According to Santos, a shift from ‘awareness’ to ‘understanding’ is necessary. It’s not enough for readers to know there’s an HIV epidemic in the country23; readers need to know about the epidemic’s beginnings, its present state, and where it’s headed. “There’s a lot of reporting, but let’s move beyond awareness already… You need to go beyond creating awareness to now establishing understanding and then creating positive conversations and dialogues.” Going beyond awareness also means journalists need to go beyond the figures. While solid research is the foundation of any good report, presentation matters. This means translating medical jargon and complicated statistics into clear stories that are readily accessible to readers unfamiliar to the subject24,25,26.

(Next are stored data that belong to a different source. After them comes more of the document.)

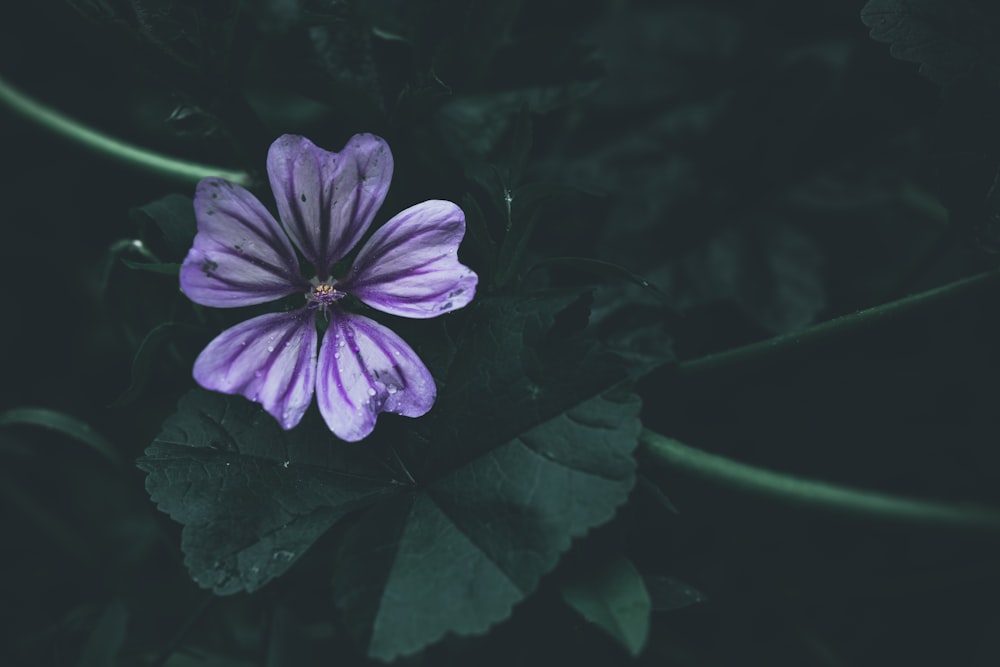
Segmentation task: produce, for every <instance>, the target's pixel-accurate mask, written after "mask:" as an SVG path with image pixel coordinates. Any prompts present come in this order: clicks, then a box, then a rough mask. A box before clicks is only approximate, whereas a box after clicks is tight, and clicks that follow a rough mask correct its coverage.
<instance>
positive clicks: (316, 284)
mask: <svg viewBox="0 0 1000 667" xmlns="http://www.w3.org/2000/svg"><path fill="white" fill-rule="evenodd" d="M345 296H347V293H346V292H341V291H340V290H338V289H337V288H336V287H334V286H333V283H332V282H322V283H316V284H314V285H313V286H312V289H310V290H309V291H308V292H307V293H306V301H308V302H309V305H311V306H314V307H316V308H319V309H320V310H322V311H323V312H326V309H327V307H328V306H329V305H330V304H332V303H333V302H335V301H340V300H341V299H343V298H344V297H345Z"/></svg>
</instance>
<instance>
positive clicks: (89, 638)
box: [76, 600, 129, 667]
mask: <svg viewBox="0 0 1000 667" xmlns="http://www.w3.org/2000/svg"><path fill="white" fill-rule="evenodd" d="M128 617H129V613H128V608H126V607H125V603H123V602H122V601H121V600H114V601H112V602H111V603H110V604H109V605H108V606H107V607H106V608H105V609H104V612H103V613H102V614H101V616H100V618H98V619H97V626H96V627H95V628H94V630H93V632H91V633H90V636H89V637H87V641H86V642H85V643H84V645H83V648H82V649H81V651H80V659H79V660H78V661H77V663H76V664H77V667H109V666H110V665H117V664H118V658H119V653H120V652H121V649H122V645H123V644H124V643H125V634H126V631H127V629H128Z"/></svg>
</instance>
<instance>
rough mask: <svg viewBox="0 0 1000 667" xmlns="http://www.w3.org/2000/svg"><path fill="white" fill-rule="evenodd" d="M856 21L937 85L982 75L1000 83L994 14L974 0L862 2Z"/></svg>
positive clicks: (998, 56)
mask: <svg viewBox="0 0 1000 667" xmlns="http://www.w3.org/2000/svg"><path fill="white" fill-rule="evenodd" d="M861 21H862V22H863V23H864V24H865V25H866V26H868V28H869V29H870V30H871V37H872V39H874V40H875V41H877V42H882V43H885V44H889V45H890V51H889V52H890V53H891V54H892V55H893V57H895V58H898V59H900V60H906V61H909V62H916V63H920V73H921V74H923V75H924V76H926V77H927V78H928V79H930V80H931V81H933V82H934V83H938V84H948V83H951V82H952V81H955V80H957V79H962V78H967V77H969V76H976V77H979V76H982V77H983V78H985V79H986V83H987V84H988V85H996V84H997V83H998V82H1000V47H998V45H997V41H996V36H997V35H998V34H1000V13H998V12H997V11H996V9H995V5H994V4H993V3H983V2H976V1H975V0H950V1H948V2H942V1H941V0H868V3H867V4H866V5H865V6H864V9H862V10H861Z"/></svg>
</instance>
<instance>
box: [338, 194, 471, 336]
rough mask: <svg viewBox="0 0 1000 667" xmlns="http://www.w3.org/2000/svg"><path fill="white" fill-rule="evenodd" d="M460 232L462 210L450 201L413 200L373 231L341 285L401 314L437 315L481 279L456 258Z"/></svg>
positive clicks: (465, 293) (457, 304) (463, 299)
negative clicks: (430, 200) (421, 200)
mask: <svg viewBox="0 0 1000 667" xmlns="http://www.w3.org/2000/svg"><path fill="white" fill-rule="evenodd" d="M463 236H465V215H464V214H463V213H462V209H460V208H459V207H458V206H456V205H455V204H453V203H452V202H450V201H442V200H431V201H425V202H423V203H422V204H417V205H416V206H411V207H410V208H408V209H406V210H405V211H403V212H402V213H399V214H398V215H396V216H395V217H393V218H392V220H390V221H389V222H387V223H385V224H384V225H383V226H382V227H380V228H379V229H378V230H377V231H376V232H375V233H374V234H372V237H371V238H370V239H369V240H368V243H366V244H365V247H364V248H362V249H361V252H360V253H358V258H357V260H355V262H354V267H353V268H352V269H351V274H350V275H349V276H348V277H347V279H345V280H344V281H343V283H342V287H340V289H343V290H344V291H346V292H348V293H349V294H353V295H354V296H356V297H358V298H359V299H361V300H362V301H364V302H365V303H367V304H368V305H369V306H371V307H372V308H377V309H378V310H381V311H383V312H386V313H390V314H392V315H400V316H402V317H415V318H427V317H436V316H438V315H440V314H441V313H443V312H446V311H449V310H454V309H456V308H461V307H463V306H465V305H467V304H468V303H469V302H470V301H471V300H472V297H473V296H474V295H475V293H476V284H477V283H478V282H479V277H478V276H477V275H476V274H475V273H474V272H473V271H472V269H470V268H469V267H467V266H465V265H464V264H460V263H459V261H458V257H457V254H456V253H457V251H458V246H459V244H460V243H461V242H462V237H463Z"/></svg>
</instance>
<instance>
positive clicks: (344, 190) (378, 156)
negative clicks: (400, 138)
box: [267, 134, 393, 280]
mask: <svg viewBox="0 0 1000 667" xmlns="http://www.w3.org/2000/svg"><path fill="white" fill-rule="evenodd" d="M392 166H393V162H392V153H391V152H390V151H389V146H388V145H387V144H386V143H385V141H384V140H382V139H381V138H379V137H376V136H374V135H371V134H357V135H355V136H353V137H351V138H350V140H348V142H347V145H346V146H344V149H343V150H342V151H340V152H339V153H333V152H331V151H325V150H323V149H322V148H319V147H318V146H316V144H314V143H313V142H311V141H309V140H308V139H306V138H305V137H301V136H297V135H291V134H286V135H283V136H281V137H278V139H277V140H275V142H274V143H273V144H271V149H270V151H268V154H267V175H268V177H269V178H270V180H271V189H272V190H273V191H274V198H275V200H276V202H277V205H278V215H279V217H280V218H281V221H282V223H284V225H285V229H286V230H287V231H288V234H289V236H291V237H292V240H293V241H294V242H295V244H296V245H297V246H298V248H299V250H300V251H301V252H302V254H303V255H304V256H305V258H306V259H308V260H309V261H310V262H312V264H313V266H314V267H315V268H316V272H317V275H318V277H319V279H320V280H326V278H328V277H329V274H330V268H331V267H332V266H333V264H334V263H335V262H336V261H337V260H339V259H341V258H342V257H343V256H344V255H346V254H347V253H348V252H350V250H351V248H353V247H354V246H355V245H356V244H357V242H358V241H359V240H360V239H361V237H362V236H364V234H365V232H366V231H367V230H368V227H369V226H370V225H371V223H372V220H373V219H374V217H375V213H376V212H377V211H378V209H379V207H380V206H381V205H382V202H383V201H384V200H385V195H386V193H387V192H388V191H389V181H390V180H391V179H392Z"/></svg>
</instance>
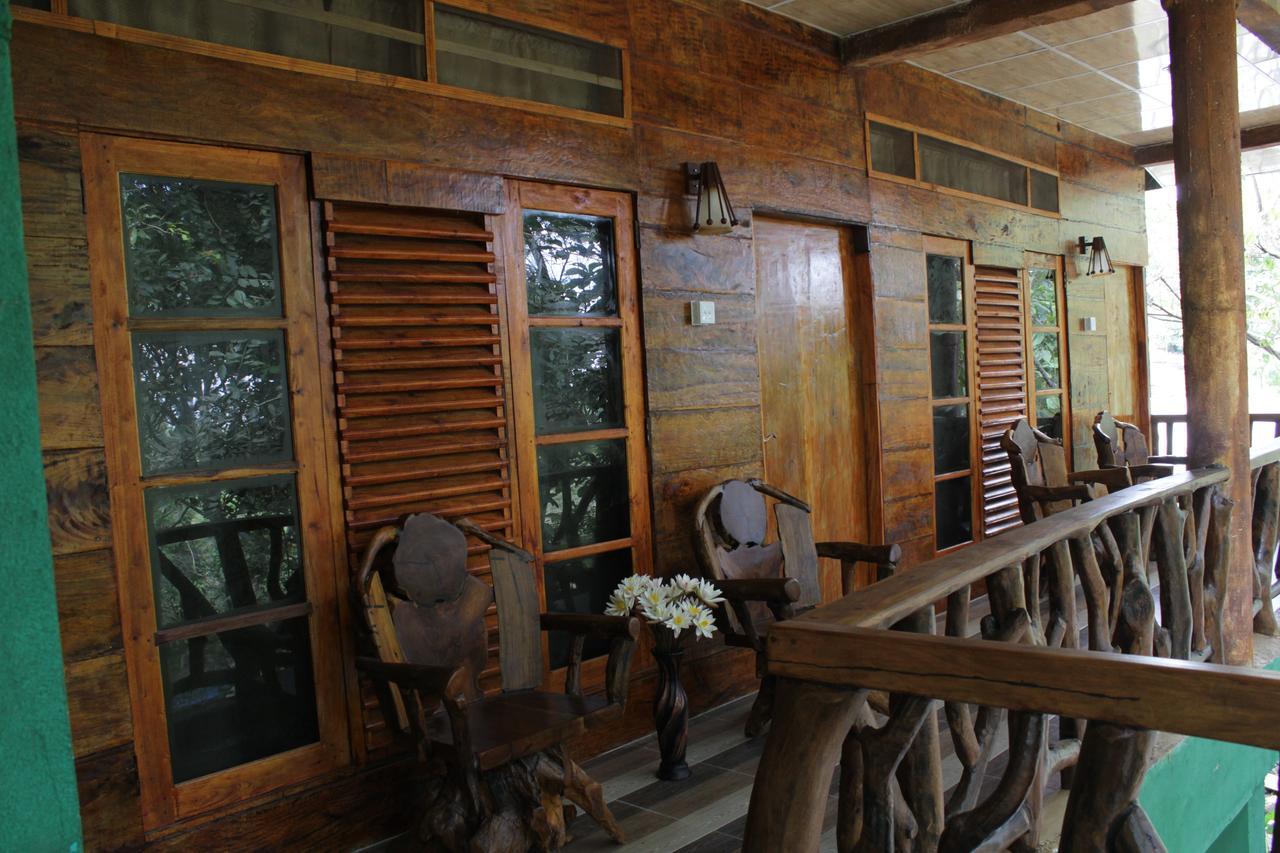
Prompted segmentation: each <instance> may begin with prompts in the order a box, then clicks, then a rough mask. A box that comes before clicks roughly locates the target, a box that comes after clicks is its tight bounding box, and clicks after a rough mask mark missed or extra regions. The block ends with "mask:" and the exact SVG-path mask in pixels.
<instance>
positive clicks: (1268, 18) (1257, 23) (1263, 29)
mask: <svg viewBox="0 0 1280 853" xmlns="http://www.w3.org/2000/svg"><path fill="white" fill-rule="evenodd" d="M1235 19H1236V20H1239V22H1240V23H1242V24H1243V26H1244V28H1245V29H1248V31H1249V32H1252V33H1253V35H1254V36H1257V37H1258V38H1260V40H1262V41H1263V42H1265V44H1266V46H1267V47H1270V49H1271V50H1274V51H1276V53H1277V54H1280V0H1240V5H1239V6H1236V9H1235Z"/></svg>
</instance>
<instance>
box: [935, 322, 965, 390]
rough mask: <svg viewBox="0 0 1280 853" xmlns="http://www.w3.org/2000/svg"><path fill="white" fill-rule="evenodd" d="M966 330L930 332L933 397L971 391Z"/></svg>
mask: <svg viewBox="0 0 1280 853" xmlns="http://www.w3.org/2000/svg"><path fill="white" fill-rule="evenodd" d="M964 337H965V333H964V332H929V373H931V375H932V378H933V398H934V400H942V398H946V397H964V396H966V394H968V393H969V375H968V365H966V364H965V352H964V351H965V343H964Z"/></svg>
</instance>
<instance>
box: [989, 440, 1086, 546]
mask: <svg viewBox="0 0 1280 853" xmlns="http://www.w3.org/2000/svg"><path fill="white" fill-rule="evenodd" d="M1000 444H1001V447H1004V448H1005V452H1006V453H1009V466H1010V471H1009V474H1010V479H1011V480H1012V483H1014V491H1015V492H1016V493H1018V508H1019V512H1020V515H1021V517H1023V521H1024V523H1025V524H1030V523H1032V521H1036V520H1037V519H1039V517H1042V516H1043V511H1042V508H1041V505H1039V502H1037V501H1033V500H1030V497H1029V496H1028V493H1027V487H1028V485H1048V487H1059V485H1066V484H1068V476H1066V474H1068V471H1066V451H1065V450H1064V447H1062V442H1060V441H1059V439H1056V438H1052V437H1050V435H1046V434H1044V433H1042V432H1041V430H1038V429H1036V428H1034V427H1032V425H1030V424H1028V423H1027V419H1025V418H1019V419H1018V423H1015V424H1014V425H1012V427H1011V428H1010V429H1009V432H1006V433H1005V434H1004V435H1001V438H1000ZM1070 506H1071V502H1070V501H1057V502H1053V503H1050V505H1048V506H1047V510H1048V514H1050V515H1052V514H1053V512H1060V511H1061V510H1065V508H1069V507H1070Z"/></svg>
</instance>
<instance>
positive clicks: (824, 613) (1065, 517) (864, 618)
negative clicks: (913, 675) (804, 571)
mask: <svg viewBox="0 0 1280 853" xmlns="http://www.w3.org/2000/svg"><path fill="white" fill-rule="evenodd" d="M1277 452H1280V450H1277ZM1228 476H1229V473H1228V470H1226V469H1225V467H1203V469H1198V470H1194V471H1185V473H1181V474H1175V475H1174V476H1166V478H1161V479H1157V480H1149V482H1147V483H1142V484H1139V485H1133V487H1130V488H1126V489H1124V491H1121V492H1116V493H1115V494H1108V496H1106V497H1103V498H1100V500H1097V501H1089V502H1087V503H1082V505H1079V506H1075V507H1071V508H1070V510H1064V511H1062V512H1057V514H1055V515H1052V516H1048V517H1047V519H1042V520H1039V521H1037V523H1036V524H1028V525H1024V526H1021V528H1016V529H1014V530H1010V532H1007V533H1002V534H1000V535H998V537H992V538H991V539H984V540H982V542H978V543H975V544H972V546H969V547H968V548H964V549H961V551H952V552H951V553H947V555H943V556H941V557H937V558H936V560H929V561H927V562H923V564H920V565H918V566H915V567H913V569H911V570H910V571H902V573H899V574H896V575H892V576H890V578H887V579H884V580H881V581H878V583H874V584H872V585H870V587H865V588H863V589H858V590H854V592H851V593H850V594H847V596H845V597H844V598H841V599H838V601H836V602H832V603H829V605H824V606H823V607H818V608H815V610H812V611H809V612H808V613H805V615H803V616H800V617H799V619H796V620H792V621H794V622H796V624H800V622H804V624H808V622H824V624H832V625H847V626H850V628H890V626H892V625H893V624H895V622H897V621H899V620H901V619H904V617H906V616H909V615H910V613H913V612H915V611H916V610H919V608H920V607H925V606H928V605H932V603H933V602H937V601H942V599H943V598H946V597H947V596H950V594H951V593H954V592H957V590H960V589H964V588H966V587H969V585H970V584H974V583H977V581H979V580H983V579H984V578H987V576H989V575H992V574H995V573H997V571H1001V570H1004V569H1007V567H1009V566H1015V565H1021V564H1023V561H1025V560H1028V558H1029V557H1033V556H1036V555H1038V553H1041V552H1043V551H1046V549H1047V548H1048V547H1050V546H1052V544H1053V543H1055V542H1061V540H1064V539H1070V538H1073V537H1079V535H1088V533H1089V532H1092V530H1093V529H1096V528H1097V526H1098V525H1100V524H1102V523H1103V521H1105V520H1107V519H1110V517H1114V516H1117V515H1121V514H1125V512H1132V511H1134V510H1137V508H1139V507H1143V506H1151V505H1153V503H1158V502H1160V501H1162V500H1165V498H1167V497H1172V496H1180V494H1187V493H1188V492H1193V491H1197V489H1201V488H1206V487H1210V485H1215V484H1220V483H1225V482H1226V480H1228ZM778 628H782V626H781V625H780V626H778ZM771 631H772V629H771Z"/></svg>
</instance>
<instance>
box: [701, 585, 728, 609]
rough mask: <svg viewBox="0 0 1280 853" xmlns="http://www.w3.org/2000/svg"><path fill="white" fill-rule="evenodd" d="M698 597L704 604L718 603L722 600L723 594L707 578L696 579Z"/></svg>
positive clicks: (718, 588)
mask: <svg viewBox="0 0 1280 853" xmlns="http://www.w3.org/2000/svg"><path fill="white" fill-rule="evenodd" d="M698 597H699V598H700V599H701V601H703V603H704V605H718V603H721V602H722V601H724V596H722V594H721V590H719V588H717V587H716V584H713V583H712V581H709V580H699V581H698Z"/></svg>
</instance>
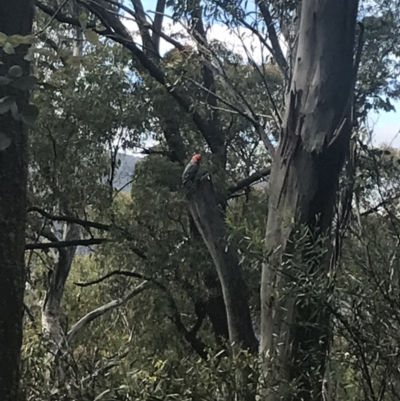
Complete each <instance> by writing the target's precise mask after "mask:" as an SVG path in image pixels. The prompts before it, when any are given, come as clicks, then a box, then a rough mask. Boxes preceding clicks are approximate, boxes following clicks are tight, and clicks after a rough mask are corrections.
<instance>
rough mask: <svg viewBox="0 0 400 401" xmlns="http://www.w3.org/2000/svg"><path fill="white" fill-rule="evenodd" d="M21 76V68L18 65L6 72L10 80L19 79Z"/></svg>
mask: <svg viewBox="0 0 400 401" xmlns="http://www.w3.org/2000/svg"><path fill="white" fill-rule="evenodd" d="M21 75H22V68H21V67H20V66H19V65H13V66H12V67H11V68H10V69H9V70H8V76H10V77H12V78H19V77H20V76H21Z"/></svg>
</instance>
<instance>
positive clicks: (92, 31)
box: [84, 29, 100, 46]
mask: <svg viewBox="0 0 400 401" xmlns="http://www.w3.org/2000/svg"><path fill="white" fill-rule="evenodd" d="M84 34H85V38H86V40H87V41H88V42H90V43H91V44H92V45H95V46H98V45H100V42H99V36H98V35H97V33H96V32H95V31H93V29H86V30H85V31H84Z"/></svg>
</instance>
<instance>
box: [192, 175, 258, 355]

“HIV, when you report on it, you need to be sensitive to the realities of the people that you report on,” Santos says. “You also have to be scientifically accurate. That’s what I rely on the government for, especially with new things like PrEP. It’s technical again. Now, there’s something new again to understand. And I think that’s where the partnership of journalists and the government should come in because we have to be accurate.” One example is the Department of Health (DOH), which releases the HIV/AIDS and ART Registry of the Philippines (HARP)27 every month. Note however that reporters must be extra critical when dealing with technical data: closer inspection could at times reveal gaps in official reports, which should be addressed28.
Aside from community sources and government data, journalists can tap other entities for support. For Santos’ story on PWIDs in Cebu, she enlisted the help of a known non-government HIV testing and support organization in the province. “In Cebu, we had the support of Cebu Plus29. Cebu Plus is one of those organizations that are trusted. We also had the support of the city health department. So we talked to them. We told them what the story’s going to be about. We engaged them. We also got a briefing from them about what to expect. And we were granted access. But you never go in there without someone who’s known in the community.”
LoveYourself30 also works with members of the media to help them get HIV stories out. Volunteers have served as resource persons for news and investigative reports, and the organization has connected journalists with other sources for their stories. LoveYourself also regularly shares content through its website31, the Rappler X page32, and other social media channels33,34,35, which can be sources of reliable information for readers and story ideas for reporters. Santos tells us: “I look to you [LoveYourself] for support groups and guidance. If I were to write a transgender story now, for example, and I have to look for an expert on transgender issues, I would ask somebody from LoveYourself.”
With adequate support, the journalist’s job of producing quality reports on HIV is made easier. And while making HIV the headline story of the day remains a big undertaking, journalists can turn to tested strategies to get their stories the attention they deserve. But once the story is out, its value rests solely in the hands of the readers. Because while journalists might be the cartographers, it’s the readers who do the traveling.